Watching the lockdown through social media, Michelle expressed concerns for the Western perception of China. “The US has always bashed on China for various reasons,” she said. “And I used to just say that they don’t understand. They have different values. When people would call it a police state, I used to say, privacy also comes at a cost, and having security cameras everywhere means there’s no crime. But what’s going on is horrible. I’m ashamed.”

Michelle said she’s always been so proud of Shanghai but the government policies that are keeping people in place have changed that.

“People can’t get the medical supplies they need, they can’t walk their dogs,” she said. “People are going hungry. I’m having a hard time excusing it.”

A huge concern around raising these issues outside Chinese platforms, Zhang also pointed out, is the contentious Western perception of COVID and China. Any whisper of criticism can have a huge impact on Chinese people living abroad, making even nuanced debate about the government difficult.

“Especially because of the geopolitical tensions, it can perpetuate ignorance and eventually violence towards East Asians living abroad,” she said. “It’s all connected, so that makes it hard to make legit critiques about what the government does and provide a more complicated picture of the Chinese people.”
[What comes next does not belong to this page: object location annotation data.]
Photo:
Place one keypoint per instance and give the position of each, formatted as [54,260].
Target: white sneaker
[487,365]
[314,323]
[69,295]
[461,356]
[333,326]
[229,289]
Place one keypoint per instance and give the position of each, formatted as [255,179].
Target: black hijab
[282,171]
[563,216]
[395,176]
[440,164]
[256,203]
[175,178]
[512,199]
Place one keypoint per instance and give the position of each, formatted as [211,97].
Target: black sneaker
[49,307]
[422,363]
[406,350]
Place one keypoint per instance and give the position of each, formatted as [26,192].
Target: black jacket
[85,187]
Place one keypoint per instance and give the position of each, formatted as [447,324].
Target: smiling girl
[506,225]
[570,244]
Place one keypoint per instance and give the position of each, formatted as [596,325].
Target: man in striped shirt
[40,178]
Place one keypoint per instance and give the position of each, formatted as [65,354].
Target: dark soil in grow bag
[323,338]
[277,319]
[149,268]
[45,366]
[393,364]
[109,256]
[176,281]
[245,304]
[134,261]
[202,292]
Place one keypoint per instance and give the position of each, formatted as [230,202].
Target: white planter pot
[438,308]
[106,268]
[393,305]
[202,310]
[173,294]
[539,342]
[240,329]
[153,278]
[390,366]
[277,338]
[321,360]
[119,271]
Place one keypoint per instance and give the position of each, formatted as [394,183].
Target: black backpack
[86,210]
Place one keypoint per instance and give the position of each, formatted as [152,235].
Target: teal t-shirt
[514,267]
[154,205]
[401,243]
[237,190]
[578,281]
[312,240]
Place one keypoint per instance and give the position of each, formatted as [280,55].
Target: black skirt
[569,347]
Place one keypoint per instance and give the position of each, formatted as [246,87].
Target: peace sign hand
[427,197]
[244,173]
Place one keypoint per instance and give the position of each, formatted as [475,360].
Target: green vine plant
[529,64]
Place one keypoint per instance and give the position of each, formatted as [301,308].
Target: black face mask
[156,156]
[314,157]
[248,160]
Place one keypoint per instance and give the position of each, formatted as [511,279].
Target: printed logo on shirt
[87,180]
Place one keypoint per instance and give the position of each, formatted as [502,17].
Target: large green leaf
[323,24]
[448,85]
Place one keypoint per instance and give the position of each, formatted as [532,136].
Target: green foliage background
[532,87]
Shanghai abruptly lifted the quarantine period on June 1. Olivia said she received the news through a government message shared across WeChat. “It felt like they went from 0 to 100, all of a sudden,” she said.

Now mini-quarantines are occurring, with individual buildings shutting down for 24-hour or 48-hour sessions when a case arises in the neighborhood. Some neighborhoods are still in lockdown, while others are free to return to traveling by car. The first thing Olivia did when she got out? “I literally just went straight back to work,” she said.

Dine-in restaurants and bars are still closed, preventing large groups from gathering, but Olivia said this week she saw people getting drunk with their friends on the street, ringing in summer.

“The night before, I could hear lots of fireworks going off,” she said. “It was really exciting and joyous, but does feel a little unstable.”

She said that on WeChat, many have still been sharing rumors and worries about restrictions. “People are still suspicious that there could be another one,” she said.